Grocery store chain Kroger (KR -0.43%) knocked it out of the park last quarter ... relatively speaking. While same-store sales growth of 6.2% year over year isn't exactly earth-shattering, it's huge by the grocery industry's standards. Q4's adjusted per-share earnings of $0.99 also easily topped the consensus estimate of $0.90 per share, as did Kroger's profit guidance for the fiscal year now underway.

The real shining star of this company's fourth quarter, however, is hiding in plain sight. During the three-month stretch ending in January, Kroger's private label brands led the charge with 10.1% year-over-year revenue growth.

That's a big deal, even if nobody's talking about it.

What's private label?

If you're not familiar with the term "private label," it's a nicer-sounding alternative to "generic" -- a word that once largely applied to lower-cost and notably lower-quality consumer goods. Sometimes you'll hear them called house brands, although Kroger lovingly refers to these types of products as "Our Brands."

Whatever you want to call them, the days of their plain packaging and subpar quality are largely in the past. These products look and feel and taste much like the more familiar national brands' products. Simple Truth, Private Selection, Smart Way, and Heritage Farm are some of Kroger's brands you may have been buying without even realizing you're only buying them from a Kroger-owned grocery store.

That's the point. These items are competing with national brands -- they have to look and taste as good as the national brands' products.

And they do, if the Private Label Manufacturers Association's most recent numbers are any indication. The PLMA reports that U.S. consumers spent a record-breaking $228.6 billion on private label goods last year, up 11.2% from 2021's tally. The data further indicates that these house brands now account for 18.9% of all consumer retailing revenue, up from the prior year's comparison of 18.2%. Store brand sales are up 40% for the past five years, easily outpacing the growth of national brands.

The quest for value against a backdrop of inflation is a key driver of this recent growth, although not the only one. Consumers just like these products too. The Food Industry Association says more than 40% of consumers choose these lower-cost food options because of their taste and quality.

Kroger knows all of this, and it is taking advantage of the dynamic in brilliant fashion.

Kroger's Our Brands is crushing it

Aside from noting the 10.1% sales growth of its Our Brands goods, Kroger's Q4 press release didn't offer investors much information on this front. The quarterly conference call didn't add much more, other than to say the grocer will continue developing these brands' assortments; the company doesn't even disclose how much of its revenue regularly comes from its private label goods.

It is possible to ferret out a rough idea of this lineup's impact, though, and it isn't small.

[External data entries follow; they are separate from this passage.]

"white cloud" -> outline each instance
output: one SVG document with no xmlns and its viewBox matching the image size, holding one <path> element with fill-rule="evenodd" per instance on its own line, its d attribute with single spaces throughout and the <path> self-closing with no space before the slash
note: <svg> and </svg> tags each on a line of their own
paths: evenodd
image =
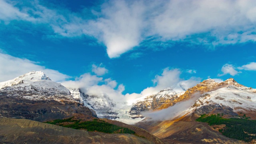
<svg viewBox="0 0 256 144">
<path fill-rule="evenodd" d="M 196 71 L 194 70 L 188 70 L 186 72 L 189 74 L 196 74 Z"/>
<path fill-rule="evenodd" d="M 223 74 L 218 74 L 218 76 L 221 76 L 227 74 L 229 74 L 232 76 L 234 76 L 239 73 L 242 73 L 235 70 L 236 68 L 232 64 L 225 64 L 221 68 L 221 71 Z"/>
<path fill-rule="evenodd" d="M 102 65 L 102 64 L 100 64 L 100 65 L 97 66 L 94 64 L 92 64 L 92 71 L 98 76 L 103 76 L 107 73 L 108 72 L 108 70 L 105 67 L 101 67 Z"/>
<path fill-rule="evenodd" d="M 92 10 L 98 18 L 91 20 L 79 16 L 84 14 L 50 9 L 36 1 L 32 4 L 33 7 L 18 8 L 0 0 L 0 20 L 49 25 L 64 36 L 94 36 L 106 46 L 110 58 L 132 50 L 148 37 L 213 46 L 256 41 L 253 0 L 110 0 L 99 11 Z"/>
<path fill-rule="evenodd" d="M 164 68 L 160 76 L 156 75 L 152 81 L 156 85 L 154 86 L 147 88 L 140 94 L 126 94 L 126 98 L 130 104 L 131 104 L 133 100 L 143 96 L 147 96 L 156 94 L 163 89 L 175 86 L 178 84 L 182 84 L 186 88 L 190 88 L 200 82 L 200 79 L 192 77 L 190 79 L 184 80 L 180 78 L 181 71 L 178 69 Z"/>
<path fill-rule="evenodd" d="M 65 80 L 70 76 L 57 70 L 46 68 L 26 59 L 16 58 L 0 53 L 0 82 L 12 79 L 30 71 L 42 71 L 52 80 Z"/>
<path fill-rule="evenodd" d="M 256 62 L 252 62 L 249 64 L 244 65 L 241 67 L 238 67 L 240 70 L 256 70 Z"/>
<path fill-rule="evenodd" d="M 222 82 L 223 82 L 223 80 L 220 78 L 213 78 L 212 79 L 214 80 L 215 81 L 215 82 L 216 82 L 218 83 L 220 83 Z"/>
</svg>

The figure's a bit stale now, reported in early 2021, but Kroger did indicate that its annual private label business exceeded $26.2 billion in 2020. That was right around one-fifth of the company's annual top line at the time. Given the usual low-double-digit growth of Our Brands since then, it's not a stretch to suggest Kroger's private labels now make up roughly one-fourth of its business.

But the upside of Our Brands' growing reach is even better for the bottom line. That's because these goods are typically more profitable for the retailer than selling national brands is.

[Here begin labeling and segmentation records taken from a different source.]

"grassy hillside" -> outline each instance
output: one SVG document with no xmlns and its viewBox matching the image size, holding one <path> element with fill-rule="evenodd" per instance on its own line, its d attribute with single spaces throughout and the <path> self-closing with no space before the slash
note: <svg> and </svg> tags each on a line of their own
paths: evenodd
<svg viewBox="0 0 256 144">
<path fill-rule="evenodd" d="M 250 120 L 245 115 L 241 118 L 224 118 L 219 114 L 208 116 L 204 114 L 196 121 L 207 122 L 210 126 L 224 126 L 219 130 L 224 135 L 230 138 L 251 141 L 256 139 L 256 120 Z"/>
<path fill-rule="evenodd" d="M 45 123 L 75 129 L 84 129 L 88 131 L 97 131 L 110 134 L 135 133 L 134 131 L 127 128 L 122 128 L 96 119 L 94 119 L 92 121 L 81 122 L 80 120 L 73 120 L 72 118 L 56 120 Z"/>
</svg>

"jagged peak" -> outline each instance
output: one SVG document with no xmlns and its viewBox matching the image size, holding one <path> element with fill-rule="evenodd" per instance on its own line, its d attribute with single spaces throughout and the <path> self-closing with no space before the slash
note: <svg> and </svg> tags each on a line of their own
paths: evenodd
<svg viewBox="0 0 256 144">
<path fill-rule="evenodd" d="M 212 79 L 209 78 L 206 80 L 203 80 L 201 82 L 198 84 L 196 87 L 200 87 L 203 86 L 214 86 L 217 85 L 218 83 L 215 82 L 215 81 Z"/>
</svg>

While the profit margin profile can change from one product category to the next and from one retailer to the next, numbers from Mercator Advisory group indicate that private label groceries boast profit margins on the order of 35%, versus a markedly more modest 26% for national brands. When net profit margins are as paper-thin as they are for the grocery business, those pennies can make a massive difference.

Time to buy

Don't jump to sweeping conclusions. While the growth of Kroger's private label business is improving the overall profit profile of its product assortment, costs are headed higher. The grocery store chain intends to spend $770 million more on its associates this year than it did last year, for instance. In the meantime, its own freight costs remain uncomfortably high, and its planned acquisition of Albertsons is tenuous and complicated at best.

Think bigger picture, though. Not only is Kroger shifting toward a more profitable revenue mix, it's able to do so because much of its private label growth is the result of cost-cutting vertical integration. It's bringing its supply sources closer to home, allowing it to place even more higher-margin Our Brands items in its stores in the future. That's even more so the case if it can scale up by merging its operations with Albertsons.

Bottom line? It may seem small on the surface, but the private label strategy is actually proving to be a pretty big deal, and one of the key reasons Kroger's 2023 profit outlook of between $4.45 and $4.60 per share was such a pleasant surprise (analysts were only calling for an average profit of $4.20 per share).

Take the hint and step into this stock following its multi-month soft patch. Its private label edge makes Kroger a compelling investment regardless of how the Albertsons deal shakes out.